As another matter associated with this and somewhat more a little bit aligned with CDC's particular interests, a similar effort has been going on with immunization records. As you probably know the states in the region, most of the states in the region do run immunization registries, one of the problems that CDC has been having with immunization registries is that there have been state barriers to exchanging state immunization information with other states. I can assure you these barriers went down, not totally, but on a temporary basis is my understanding between some of these states because we now had evacuees from Louisiana in Texas who now needed immunization records that were in the Louisiana immunization registries and so the exchanges started to take place using the standard HL7 messaging.

So this has been another, from our point of view of a health IT and an information exchange point of view, another positive example of what happened during the Katrina incidences, and I think it would be very useful for us to find out in depth what happened.

MR. REYNOLDS: We have added to that our charge, call it special areas of interest, Katrina aftermath.

DR. STEINDEL: And that is my report as shaky as it is and as third or fourth hand as it is, Harry.

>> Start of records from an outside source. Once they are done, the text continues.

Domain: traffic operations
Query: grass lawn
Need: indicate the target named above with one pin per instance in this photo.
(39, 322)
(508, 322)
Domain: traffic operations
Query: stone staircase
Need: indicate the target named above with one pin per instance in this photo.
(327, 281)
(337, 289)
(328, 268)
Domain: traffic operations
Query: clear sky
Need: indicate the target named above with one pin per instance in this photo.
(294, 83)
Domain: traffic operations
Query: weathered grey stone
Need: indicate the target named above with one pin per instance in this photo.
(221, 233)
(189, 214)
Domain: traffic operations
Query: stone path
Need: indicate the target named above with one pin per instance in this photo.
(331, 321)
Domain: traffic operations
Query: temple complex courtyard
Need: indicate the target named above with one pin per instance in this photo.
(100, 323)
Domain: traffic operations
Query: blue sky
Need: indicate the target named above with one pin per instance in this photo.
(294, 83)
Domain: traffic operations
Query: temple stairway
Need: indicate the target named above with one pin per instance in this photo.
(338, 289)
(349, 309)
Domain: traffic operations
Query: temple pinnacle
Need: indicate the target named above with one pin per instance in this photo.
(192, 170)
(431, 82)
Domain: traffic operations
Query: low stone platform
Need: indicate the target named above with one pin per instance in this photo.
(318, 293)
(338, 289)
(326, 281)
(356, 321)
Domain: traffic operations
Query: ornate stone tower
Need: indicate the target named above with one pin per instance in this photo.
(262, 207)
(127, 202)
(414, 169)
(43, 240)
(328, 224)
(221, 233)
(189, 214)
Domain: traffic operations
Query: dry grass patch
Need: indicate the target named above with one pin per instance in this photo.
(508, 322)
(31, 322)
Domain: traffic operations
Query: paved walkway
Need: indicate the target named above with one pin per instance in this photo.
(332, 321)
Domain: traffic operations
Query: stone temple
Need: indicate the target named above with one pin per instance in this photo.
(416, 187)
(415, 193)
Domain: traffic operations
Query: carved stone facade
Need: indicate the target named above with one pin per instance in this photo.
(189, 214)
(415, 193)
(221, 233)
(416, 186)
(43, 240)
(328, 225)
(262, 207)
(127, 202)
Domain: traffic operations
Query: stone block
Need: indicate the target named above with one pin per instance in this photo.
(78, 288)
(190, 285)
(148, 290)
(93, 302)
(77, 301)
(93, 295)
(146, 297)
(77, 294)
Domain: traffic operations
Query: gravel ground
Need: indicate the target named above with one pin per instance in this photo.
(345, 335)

MS. BYRNE: One other thing of interest I think Steve is that Dr. Brailer has asked the Markle Foundation to organize a lessons learned meeting within the next several weeks so I think that will be really important information out of that meeting.

MR. REYNOLDS: Any other questions or comments? Any other agenda items for today? I'd like to then thank Janine and Marietta and Maria for setting the meeting up today, getting everybody out here and especially the presenters and we thank them for getting out here. And Judy, thanks for handling matching records and you set a high bar for Stan tomorrow, let's hope he does as well with this portion of the program.

And we plan to start tomorrow at 8:30 and adjourn at 11:15. Everybody have a nice evening.

[Whereupon at 3:55 p.m. the meeting was adjourned.]